Other than this difference in configuration and invocation of that function, the client needs to adhere to the protocol described for CAMO. Reference client implementations are provided to customers on request .
Limitations
Transactions using Eager Replication can't yet execute DDL,
nor do they support explicit two-phase commit.
These might be allowed in later releases.
The TRUNCATE
command is allowed.
Replacing a crashed and unrecoverable BDR node with its physical standby isn't currently supported in combination with Eager All-Node transactions.
BDR currently offers a global commit scope only. Later releases will support Eager Replication with fewer nodes for increased availability.
You can't combine Eager All-Node Replication with
synchronous_replication_availability = 'async'
. Trying to configure
both causes an error.
Eager All-Node transactions are not currently supported in combination
with the Decoding Worker feature nor with transaction streaming.
Installations using Eager must keep enable_wal_decoder
and streaming_mode
disabled for the BDR node group.
Synchronous replication uses a mechanism for transaction confirmation
different from Eager. The two aren't compatible, and you must not use them
together. Therefore, whenever using Eager All-Node transactions,
make sure none of the BDR nodes are configured in
synchronous_standby_names
. Using synchronous replication to a
non-BDR node acting as a physical standby is possible.
Effects of Eager Replication in general
Increased commit latency
Adding a synchronization step means additional communication between the nodes, resulting in additional latency at commit time. Eager All-Node Replication adds roughly two network roundtrips (to the furthest peer node in the worst case). Logical standby nodes and nodes still in the process of joining or catching up aren't included but eventually receive changes.

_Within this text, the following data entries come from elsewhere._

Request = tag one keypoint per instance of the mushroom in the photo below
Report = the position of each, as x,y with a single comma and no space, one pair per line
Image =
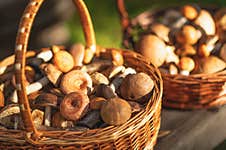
114,55
58,121
113,71
52,73
77,51
37,117
2,99
74,106
173,19
62,59
186,50
135,107
47,100
105,91
211,64
116,82
206,48
99,78
205,20
161,31
90,120
96,103
153,48
190,12
76,80
223,52
116,111
188,35
171,56
186,65
173,69
34,87
136,86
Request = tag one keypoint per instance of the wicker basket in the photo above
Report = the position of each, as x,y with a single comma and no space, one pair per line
179,91
140,132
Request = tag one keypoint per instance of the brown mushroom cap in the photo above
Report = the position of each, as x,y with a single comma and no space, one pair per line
78,51
186,63
46,99
75,80
63,61
52,73
116,111
58,121
188,35
74,105
161,31
153,48
211,64
190,12
97,102
135,86
205,20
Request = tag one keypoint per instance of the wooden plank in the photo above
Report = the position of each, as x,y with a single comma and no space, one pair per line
192,130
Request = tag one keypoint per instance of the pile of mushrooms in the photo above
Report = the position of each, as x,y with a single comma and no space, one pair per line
66,94
186,41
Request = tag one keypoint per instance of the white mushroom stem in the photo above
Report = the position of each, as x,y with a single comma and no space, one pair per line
118,80
184,72
45,55
47,120
34,87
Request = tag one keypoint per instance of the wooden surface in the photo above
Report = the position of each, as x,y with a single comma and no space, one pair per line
192,130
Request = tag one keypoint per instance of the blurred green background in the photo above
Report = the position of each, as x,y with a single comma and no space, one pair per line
106,20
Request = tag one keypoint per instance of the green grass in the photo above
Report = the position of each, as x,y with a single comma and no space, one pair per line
106,20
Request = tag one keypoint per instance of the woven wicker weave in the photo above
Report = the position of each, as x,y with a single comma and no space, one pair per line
181,92
139,132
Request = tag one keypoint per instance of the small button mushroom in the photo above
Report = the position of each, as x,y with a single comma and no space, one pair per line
97,66
135,107
116,111
52,73
161,31
211,64
76,80
190,12
116,82
153,48
99,78
105,91
63,60
114,55
58,121
77,51
186,65
90,120
186,50
171,56
74,106
113,71
136,86
47,100
206,48
174,19
96,103
188,35
2,99
205,20
38,117
173,69
223,52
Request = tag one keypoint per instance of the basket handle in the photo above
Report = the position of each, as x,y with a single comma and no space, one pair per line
21,47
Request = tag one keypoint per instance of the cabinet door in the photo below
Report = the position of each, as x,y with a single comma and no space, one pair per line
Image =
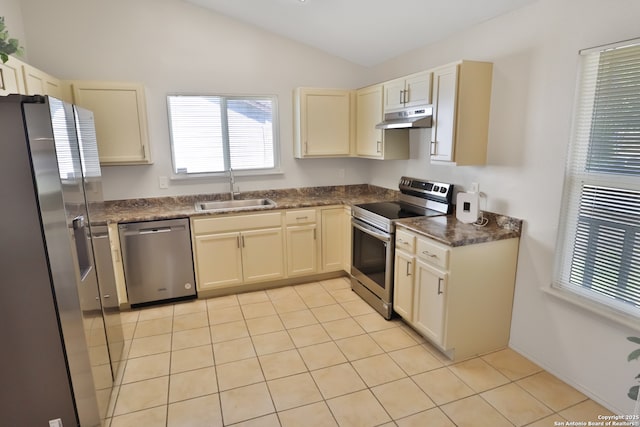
394,97
403,286
445,84
302,254
218,260
11,80
418,90
334,239
262,255
369,114
40,83
121,121
430,302
323,122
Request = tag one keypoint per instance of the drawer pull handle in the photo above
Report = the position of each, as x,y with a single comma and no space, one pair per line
429,254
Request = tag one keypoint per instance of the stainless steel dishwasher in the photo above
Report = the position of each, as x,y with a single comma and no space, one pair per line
158,260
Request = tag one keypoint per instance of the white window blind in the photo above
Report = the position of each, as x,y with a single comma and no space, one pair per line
214,133
598,253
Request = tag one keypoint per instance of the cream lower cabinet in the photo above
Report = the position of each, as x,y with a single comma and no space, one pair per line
238,249
459,298
430,299
302,243
336,242
404,273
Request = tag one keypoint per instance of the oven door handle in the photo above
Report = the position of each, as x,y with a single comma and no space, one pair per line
371,231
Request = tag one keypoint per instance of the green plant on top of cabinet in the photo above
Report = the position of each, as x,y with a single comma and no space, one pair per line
11,80
121,120
323,122
376,143
461,103
408,91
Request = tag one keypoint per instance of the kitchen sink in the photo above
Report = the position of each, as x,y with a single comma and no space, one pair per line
233,205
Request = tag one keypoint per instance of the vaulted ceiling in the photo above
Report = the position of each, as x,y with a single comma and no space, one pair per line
366,32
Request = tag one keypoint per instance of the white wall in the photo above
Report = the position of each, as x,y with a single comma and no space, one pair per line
535,56
174,47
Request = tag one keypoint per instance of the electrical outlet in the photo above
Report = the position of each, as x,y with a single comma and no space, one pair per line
163,182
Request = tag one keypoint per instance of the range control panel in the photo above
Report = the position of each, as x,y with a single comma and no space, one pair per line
425,189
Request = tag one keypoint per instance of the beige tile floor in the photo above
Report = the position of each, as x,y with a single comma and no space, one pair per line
317,355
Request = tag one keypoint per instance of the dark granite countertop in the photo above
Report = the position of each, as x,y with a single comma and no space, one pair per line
449,231
132,210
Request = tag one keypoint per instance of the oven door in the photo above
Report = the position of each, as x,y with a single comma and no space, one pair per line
372,260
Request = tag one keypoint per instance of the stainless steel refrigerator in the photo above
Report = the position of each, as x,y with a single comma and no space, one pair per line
49,297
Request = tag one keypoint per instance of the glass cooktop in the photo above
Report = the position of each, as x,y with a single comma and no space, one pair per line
397,210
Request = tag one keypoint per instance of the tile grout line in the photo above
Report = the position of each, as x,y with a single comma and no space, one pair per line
334,341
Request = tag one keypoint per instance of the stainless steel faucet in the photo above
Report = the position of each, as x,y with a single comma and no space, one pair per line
232,181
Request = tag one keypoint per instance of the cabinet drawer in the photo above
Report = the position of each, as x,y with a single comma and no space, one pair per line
405,241
433,252
300,216
242,222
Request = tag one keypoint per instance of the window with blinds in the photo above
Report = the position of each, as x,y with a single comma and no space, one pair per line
598,254
212,134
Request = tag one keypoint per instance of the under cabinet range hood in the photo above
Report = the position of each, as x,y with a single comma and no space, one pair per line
414,117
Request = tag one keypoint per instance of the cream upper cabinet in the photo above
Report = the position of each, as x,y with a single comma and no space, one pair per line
302,242
408,91
460,298
11,80
461,103
121,120
19,77
323,122
38,82
376,143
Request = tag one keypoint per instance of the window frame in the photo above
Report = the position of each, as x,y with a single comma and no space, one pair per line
577,178
275,123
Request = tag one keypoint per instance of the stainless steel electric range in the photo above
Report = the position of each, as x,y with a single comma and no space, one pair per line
373,230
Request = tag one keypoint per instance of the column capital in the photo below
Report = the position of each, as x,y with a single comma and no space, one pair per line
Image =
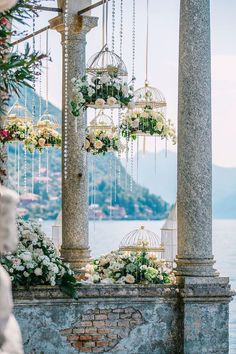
77,24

Before a peer node can confirm its local preparation of the
transaction, it also needs to apply it locally. This further adds to
the commit latency, depending on the size of the transaction.
This is independent of the synchronous_commit
setting and
applies whenever bdr.commit_scope
is set to global
.
Increased abort rate
Note
The performance of Eager Replication is currently known to be unexpectedly slow (around 10 TPS only). This is expected to be improved in the next release.
With single-node Postgres, or even with BDR in its default asynchronous
replication mode, errors at COMMIT
time are rare. The additional
synchronization step adds a source of errors, so applications need to
be prepared to properly handle such errors (usually by applying a
retry loop).
The rate of aborts depends solely on the workload. Large transactions changing many rows are much more likely to conflict with other concurrent transactions.